Kimileri için çok acı olabilir, ama gerçekler hep böyle değil midir? Acıtır: Son 50 yılın Türk edebiyatı hiçbir şey anlatamadı. İnsanı yazamayan bir edebiyattı. Anlatmaya kalktıkları canlı insanlarımızı temsil etmiyordu. Kurmaca ve kukla şeylerdi. Eğer kısaca özetlemek gerekirse, böyle bu. Oysa somut gerçeklik (mekân) büyük olanaklar içeriyordu. Toplumsal kalkışma, edebiyatta bir hareketi, bir aşkınlığı tetiklemedi. Ekmeğini bu havuzdan çıkaranlar oldu gerçi. Bu sitede Semih Gümüşgillere dikkat çekmiştik.(**) Onların egemenliğinde de devam ediyor zaten. Tabii bazı devrimci arayışların ve atılımların hakkını yemeyelim. Ancak onların etkili ve kalıcı olamadıkları çok açık.

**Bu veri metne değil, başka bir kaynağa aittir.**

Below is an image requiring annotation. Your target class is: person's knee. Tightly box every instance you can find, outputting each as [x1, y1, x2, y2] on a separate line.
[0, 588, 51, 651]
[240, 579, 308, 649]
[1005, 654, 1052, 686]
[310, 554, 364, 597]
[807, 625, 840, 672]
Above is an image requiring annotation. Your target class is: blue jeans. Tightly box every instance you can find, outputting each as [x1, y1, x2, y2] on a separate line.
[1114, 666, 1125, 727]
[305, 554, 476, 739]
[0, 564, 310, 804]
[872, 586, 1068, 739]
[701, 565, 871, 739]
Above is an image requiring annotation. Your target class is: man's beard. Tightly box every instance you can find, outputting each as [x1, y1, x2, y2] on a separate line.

12 Eylül kuşağı yazılamadı. Elbette yazılanlar var. Hatta bazıları çok önemli. Ama bir genelleme yaparsak, etkileri olmadığını söylemek durumundayız. Yazıldığını iddia edip Ahmet Altangilleri masaya sürenler olacaktır; onları biliyoruz. Hepsinin özeti: 1975-1980 arası devrimci kuşak, biraz geniş tutarak söylersek 1952-1962 doğumlu devrimciler, edebi bir aşkınlığa konu olamadılar. Kendi içlerinden devrimci ve etkili bir edebiyat çıkaramadılar, onları anlatan bir sonraki kuşak da çıkmadı. Tam bir çıkmaz sokak.

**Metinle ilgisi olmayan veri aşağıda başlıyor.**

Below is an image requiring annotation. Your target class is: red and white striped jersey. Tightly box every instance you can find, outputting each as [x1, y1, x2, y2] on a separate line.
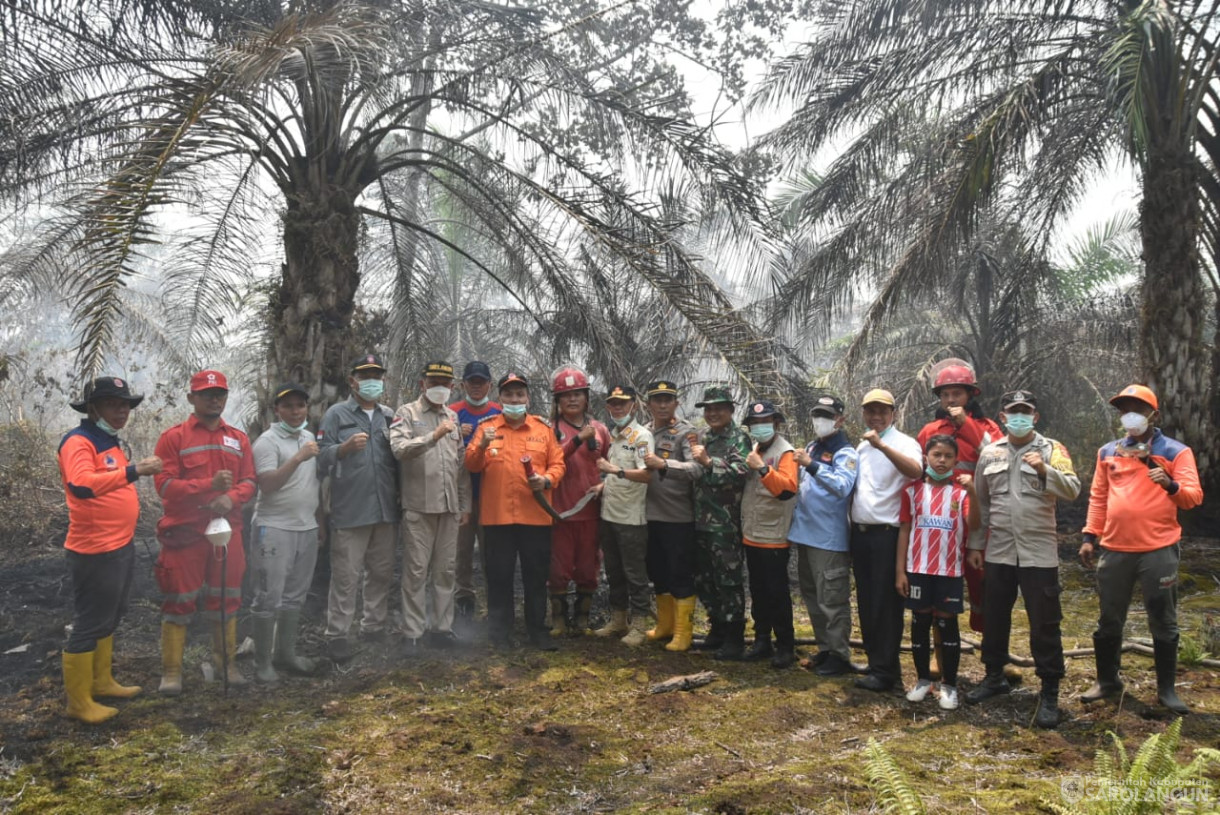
[899, 480, 970, 577]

1975 yılı: Aradan 50 yıl geçince bunun sancıları daha bir görünür oluyor. Sevindirici olan, edebiyat dışı kitaplarla o müthiş on yılın mücadele insanlarının konu edilmesidir. Gerçi Latife Tekin ve Ahmet Altangiller hemen edebiyata sardırmıştı gençlerin devrimci direncini ve kirletmişlerdi bütün gericilikleriyle. Sonra zaman değişti. 1970’ler kuşağının 12 Eylül’e gerekçe olan gençlerin, özellikle bazı önder kadroların yaşamı, direnci, son yıllarda edebiyat dışı (“nonfiction”) yapıtları tetikledi. Art arda sosyalist eğilimli yayınevleri biyografi ağırlıklı kitaplarla o kuşağın olağanüstü gençlerini, o muhteşem mağlupları, direnen önder kadroları işliyor. Buzdağının görünen kısmını yani…

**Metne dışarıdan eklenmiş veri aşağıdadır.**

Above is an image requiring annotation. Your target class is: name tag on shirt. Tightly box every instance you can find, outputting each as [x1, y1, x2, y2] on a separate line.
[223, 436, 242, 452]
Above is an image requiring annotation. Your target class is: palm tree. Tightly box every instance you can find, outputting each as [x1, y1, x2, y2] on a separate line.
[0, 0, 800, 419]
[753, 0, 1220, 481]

Edebiyatın bu alanda nasıl bir işgal altında olduğunu verimlere bakarak görebiliyoruz. Halil Yıldız bu alanda cüretli bir deneme yapıyor. “Kısa Hayatların Uzun Hikâyeleri” alışılmış edebiyatın sınırlarını zorlayan ve hatta onunla ilgisizliğini saklamayan bir kitap aslında. Her sayfasında paramparça olarak okumak zorunda kalıyoruz. Bir haberci de diyebiliriz. Bu devrimci biyografilerin mutlaka ayrıntılarıyla anlatılması gerekiyordu ve bu, yapılamıyordu. Ancak artık yeni adımlar atılıyor. Nitekim, yoksul bir ailenin zeki çocuğu, Halil Yıldız, yaşamından ve en önemlisi tanıklıklarından kesitlerle yıkılan cumhuriyeti kurtarmaya çalışan bir kuşağın kaderini/karakterini anlatıyor. Başkalarının yapamadığını yapıyor.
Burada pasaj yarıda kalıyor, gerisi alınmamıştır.